Next, we present the monotone and Lipschitz continuous concepts of a mapping \({\mathcal {F}}:{\mathcal {H}} \rightarrow {\mathcal {H}}\).

(i):

The mapping \({\mathcal {F}}\) is called monotone on C if

$$\begin{aligned} \left\langle {\mathcal {F}}x-{\mathcal {F}}y, x-y\right\rangle \ge 0, \quad \forall x,y\in C; \end{aligned}$$
(ii):

The mapping \({\mathcal {F}}\) is called L - Lipschitz continuous on C if there exists \(L>0\) such that

$$\begin{aligned} ||{\mathcal {F}}x-{\mathcal {F}}y||\le L||x-y||,~\forall x,y\in C. \end{aligned}$$

3 The algorithm

In this section, we introduce our new algorithm which is constructed around the projection method and the inertial computational technique.

figure a

Observe that the main computational effort of Algorithm 3.1 is one mapping’s evaluation, \({\mathcal {F}}y_n\) and one orthogonal projection onto C to calculate \(y_{n+1}\), per each iteration. This of course suggests that the complexity of Algorithm 3.1 is close to the classical gradient method. The term \(\theta (x_{n+1}-x_n)\) is called the inertial effect. Throughout this section, we suppose that the algorithm stopping rule does not meet and hence the algorithm generates infinite sequences.
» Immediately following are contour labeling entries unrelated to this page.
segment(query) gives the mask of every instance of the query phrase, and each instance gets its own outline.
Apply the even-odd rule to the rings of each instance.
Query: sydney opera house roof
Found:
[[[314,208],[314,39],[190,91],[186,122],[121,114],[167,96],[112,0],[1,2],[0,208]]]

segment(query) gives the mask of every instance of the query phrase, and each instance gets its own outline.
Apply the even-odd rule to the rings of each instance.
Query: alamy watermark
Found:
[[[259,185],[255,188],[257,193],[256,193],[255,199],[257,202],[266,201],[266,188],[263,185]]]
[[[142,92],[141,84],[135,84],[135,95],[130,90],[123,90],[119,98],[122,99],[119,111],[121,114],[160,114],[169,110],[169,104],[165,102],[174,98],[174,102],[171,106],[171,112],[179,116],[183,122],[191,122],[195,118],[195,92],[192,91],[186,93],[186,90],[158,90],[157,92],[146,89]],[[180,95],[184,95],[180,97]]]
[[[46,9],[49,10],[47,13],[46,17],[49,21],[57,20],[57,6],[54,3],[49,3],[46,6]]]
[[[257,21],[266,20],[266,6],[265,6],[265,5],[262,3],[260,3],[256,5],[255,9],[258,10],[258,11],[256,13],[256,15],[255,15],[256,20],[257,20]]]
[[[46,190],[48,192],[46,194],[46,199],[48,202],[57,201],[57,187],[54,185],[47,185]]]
To study the asymptotic behavior of Algorithm 3.1, we assume the following conditions:

Condition 3.2

The mapping \({\mathcal {F}}\) is monotone on C.

Condition 3.3

The mapping \({\mathcal {F}}\) is L-Lipschitz continuous on C.

Condition 3.4

The solution set of the VI (1.1) is nonempty.

We also consider the following assumptions:

Condition 3.5

\(\delta :=1-\lambda L(3+2\theta )>0\).

Condition 3.6

\(\delta (1+\theta ^2)-2\theta (2+\theta )>0\).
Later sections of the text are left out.